Make Time to Experience New Bedford’s Abolition Row Park
Like many folks in New Bedford, I am a born skeptic. It said that folks around these parts don't truly appreciate the finer things they have like someone might from the outside. I find this to be true.
For example, many of us have been guilty of underappreciating or even taking for granted the remarkable New Bedford Whaling Museum, the working New Bedford waterfront, and even our rich and varied culture. These are the things that draw visitors to our city every year.
In 1866, the New Bedford Civil War Memorial was erected at what we now call Clasky Common Park. The monument was dedicated on July 4, 1866, and includes the inscription; "Erected by the City of New Bedford as a tribute of gratitude to her sons who fell defending their country in the struggle with slavery and treason."
It took many years for New Bedford to fully appreciate and even understand its role in this nation's abolitionist movement, but suddenly that spirit was alive.
In June 2023, the City of New Bedford opened Abolition Row Park, the centerpiece of the new Abolition Row Historic District.
Abolition Row Park at Seventh and Spring Streets features a statue of Frederick Douglass, who escaped slavery in Maryland and found freedom in New Bedford.

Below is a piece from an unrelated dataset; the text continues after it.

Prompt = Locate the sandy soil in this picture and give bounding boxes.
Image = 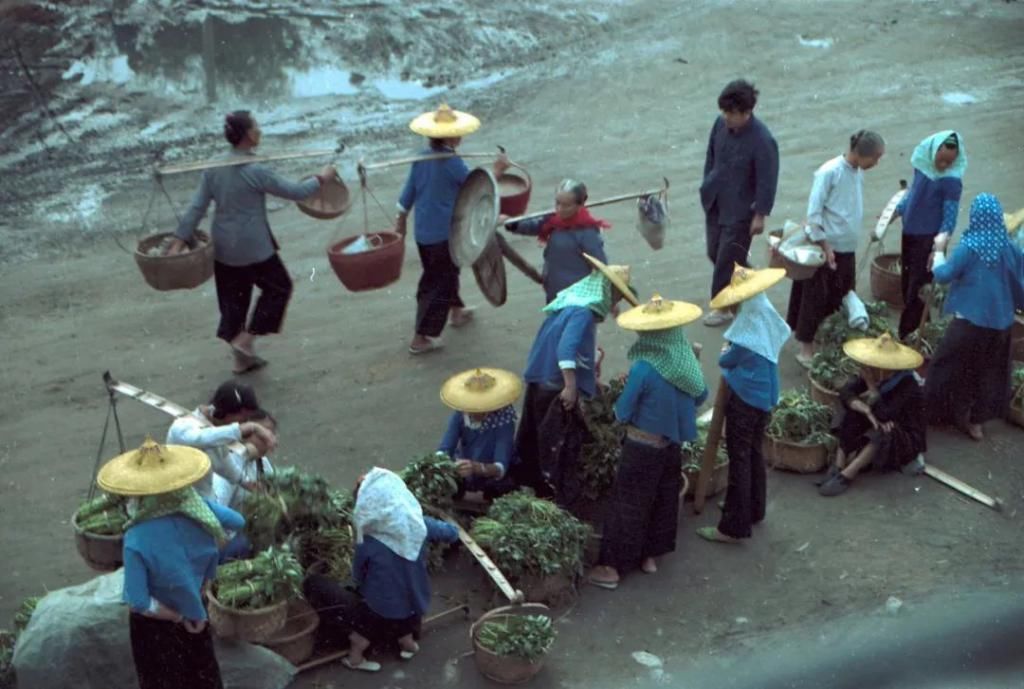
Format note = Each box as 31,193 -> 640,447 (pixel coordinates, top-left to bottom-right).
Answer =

During dedication ceremonies, New Bedford Mayor Jon Mitchell said that while Douglass lived in many locations during his life, it was in New Bedford "where he became the Frederick Douglass known to history, where he spread his wings, where he became a free man, where he started a family."
Abolition Row Park is across the street from the Nathan and Polly Johnson House at 21 Seventh Street, where Douglass spent his first years living as a free man.
This skeptic visited Abolition Row Park on a recent day off and left a believer in New Bedford's commitment to celebrating this often-ignored part of its history.
The New Bedford Historical Society's website has a presentation about Abolition Row Park and New Bedford's role in the abolition movement.